Drwxr-xr-x 7 root root 4096 May 8 17:28.. /

Root@s4:/mnt/s2fs# ls-al / mnt/s3fs/

Total 4

Drwxr-xr-x 1 root root 0 May 8 18:07. /

Drwxr-xr-x 7 root root 4096 May 8 17:28.. /

Next, let's verify a single point of failure:

Stop the S1 service

The code is as follows:

Root@s1:~# / etc/init.d/ceph stop

= mon.a = =

Stopping Ceph mon.an on S1... Kill 965... Done

= mds.a = =

Stopping Ceph mds.an on S1... Kill 1314... Done

= osd.0 = =

Stopping Ceph osd.0 on S1... Kill 2265... Done

The log on S2 immediately displays:

It saves a lot, which basically means that the mon monitoring center finds out, removes the faulty nodes, switches automatically, and the cluster recovers.

The code is as follows:

2014-05-09 10 a5af0b40 16 fault with nothing to send 44.906370 a5af0b40-192.168.242.129 0xb1e1b1a8 sd=19 pgs=3 cs=3 6802 pipe 1495 > > 192.168.242.128 purl 6802 pipe 1466 (0xb1e1b1a8 sd=19 pgs=3 cs=3 lump 0).

2014-05-09 10 a68feb40 16 fault with nothing to send 44.906982 fault with nothing to send-192.168.242.129 0xa6e00d50 sd=17 pgs=1 cs=1 6803 pipe 1495 > 192.168.242.128 0xa6e00d50 sd=17 pgs=1 cs=1 1467.

2014-05-09 10 0xb1e26d50 sd=20 pgs=1 cs=1 16 a63f9b40 44.907415 fault with nothing to send-192.168.242.129 0xb1e26d50 sd=20 pgs=1 cs=1 1506 > 192.168.242.128 14803 pipe (0xb1e26d50 sd=20 pgs=1 cs=1 lump 0).

2014-05-09 10 b5199b40 mds.0.6 handle_mds_map i am now mds.0.6 16purl 49.028640

2014-05-09 10 16purl 49.029018 b5199b40 mds.0.6 handle_mds_map state change up:reconnect-> up:rejoin

2014-05-09 10 b5199b40 mds.0.6 rejoin_joint_start 16purl 49.029260

2014-05-09 10 b5199b40 mds.0.6 rejoin_done 16purl 49.032134

= > / var/log/ceph/mon.b.log / var/log/ceph/mds.b.log up:active

2014-05-09 10 1614 49.073252 b5199b40 mds.0.6 recovery_done-successful recovery

2014-05-09 10 b5199b40 mds.0.6 active_start 16purl 49.073871

2014-05-09 10 b5199b40 mds.0.6 cluster recovered 16charge 49.073934.

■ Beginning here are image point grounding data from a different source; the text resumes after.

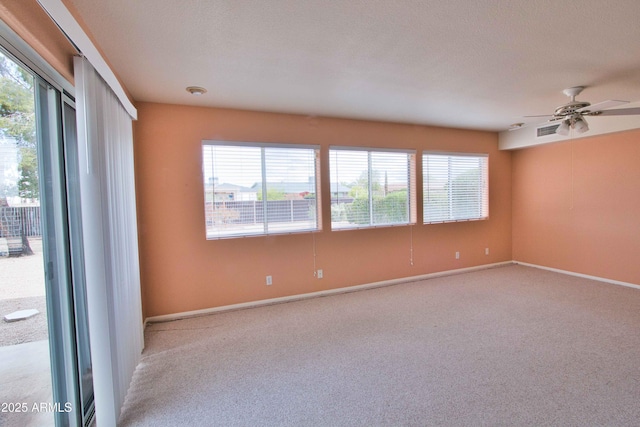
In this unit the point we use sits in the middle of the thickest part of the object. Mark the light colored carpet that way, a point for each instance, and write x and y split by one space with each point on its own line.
506 346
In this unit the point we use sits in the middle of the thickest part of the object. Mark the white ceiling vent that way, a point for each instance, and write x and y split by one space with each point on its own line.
546 130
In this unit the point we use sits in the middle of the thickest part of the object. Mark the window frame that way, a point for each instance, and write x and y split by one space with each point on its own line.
484 195
265 229
411 186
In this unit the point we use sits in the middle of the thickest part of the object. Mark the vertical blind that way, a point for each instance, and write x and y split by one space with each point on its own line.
455 187
108 204
258 189
371 187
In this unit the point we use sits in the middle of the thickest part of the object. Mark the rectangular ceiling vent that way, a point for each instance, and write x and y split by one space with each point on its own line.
547 130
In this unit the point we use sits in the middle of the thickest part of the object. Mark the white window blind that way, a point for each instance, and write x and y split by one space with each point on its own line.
371 187
455 187
257 189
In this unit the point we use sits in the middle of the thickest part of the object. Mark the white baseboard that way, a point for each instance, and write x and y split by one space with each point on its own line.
584 276
271 301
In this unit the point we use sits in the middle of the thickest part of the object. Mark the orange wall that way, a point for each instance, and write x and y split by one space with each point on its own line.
576 206
27 19
182 271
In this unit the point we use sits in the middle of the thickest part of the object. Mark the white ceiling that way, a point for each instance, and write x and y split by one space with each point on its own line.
478 64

= = > / var/log/ceph/mds.b.log up:active

2014-05-09 10 1614 49.073252 b5199b40 mds.0.6 recovery_done-successful recovery

2014-05-09 10 b5199b40 mds.0.6 active_start 16purl 49.073871

2014-05-09 10 b5199b40 mds.0.6 cluster recovered 16charge 49.073934.

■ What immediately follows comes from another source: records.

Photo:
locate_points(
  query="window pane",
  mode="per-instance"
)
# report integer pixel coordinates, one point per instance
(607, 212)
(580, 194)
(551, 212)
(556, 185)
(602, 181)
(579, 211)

= > / var/log/ceph/mon.b.log / var/log/ceph/mds.c.log / var/log/ceph/osd.2.log

Welcome to subscribe "Shulou Technology Information " to get latest news, interesting things and hot topics in the IT industry, and controls the hottest and latest Internet news, technology news and IT industry trends.

*The comments in the above article only represent the author's personal views and do not represent the views and positions of this website. If you have more insights, please feel free to contribute and share.